Unlike GPB's 2007 attempt to strike a similar deal with Georgia Tech's student-run WREK (91.1 FM), Martin says GSU students involved with WRAS have no legal recourse. WREK's successful defense was thanks, in part, to the fact that a 10-member group called the Radio Communications Board oversees the station. Five students serve on the board, giving them a voice in the station's management.
"There was enough feedback from the community and outcry from the students that the sale didn't go through," says Charlie Bennett, WREK's faculty advisor. "And a lot of people had a more clear vision of what WREK meant to Georgia Tech and Atlanta."

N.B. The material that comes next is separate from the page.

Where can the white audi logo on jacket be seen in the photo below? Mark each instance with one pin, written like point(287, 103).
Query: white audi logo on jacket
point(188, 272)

On May 15, nearly 300 WRAS supporters packed into the Drunken Unicorn for a benefit concert, where they raised approximately $2,400 to fund the upcoming fight. DeVore and fellow WRAS DJ Marvin Evangelista brought students and alumni up to speed during a Q&A about withholding alumni donations, planning student protests, and other future strategies.
The next morning, Zimitravich, Martin, current General Manager Alayna Fabricius, and current urban music director Jenny Nesvetailova met with Becker, Covey, and other GSU officials behind closed doors to discuss the station's future. The dialogue marked the first time both sides had chatted since the GPB-GSU partnership was announced. Covey, who claims he understands their concerns, says the university "certainly intends to honor our contractual obligations under the new agreement." Becker has committed to future conversations to hash out potential alternatives to help meet students' demands in the near future.
For WRAS student leadership, the ability to sit at the table marked an important first step toward salvaging student involvement in the station. "Hopefully they'll continue to work with us to try and make WRAS a partner and not just a bargaining chip," Zimitravich says.
Zimitravich, Martin, Fabricius, and Nesvetailova presented GSU officials with a 10-year strategic plan that outlines how WRAS can grow and operate in what they consider the best interests of GSU students. They pointed to KEXP (90.3 FM), a Seattle-based public radio station partially run by University of Washington students, and how the station has achieved international recognition through its SXSW showcases, in-studio sessions, and event fundraising. It's not entirely student run, as WRAS' student leaders would prefer, but it's a station that's managed to use its airwaves to benefit both the students and the university.
"The future is still uncertain," Fabricius says. "But we do feel a little bit more optimistic."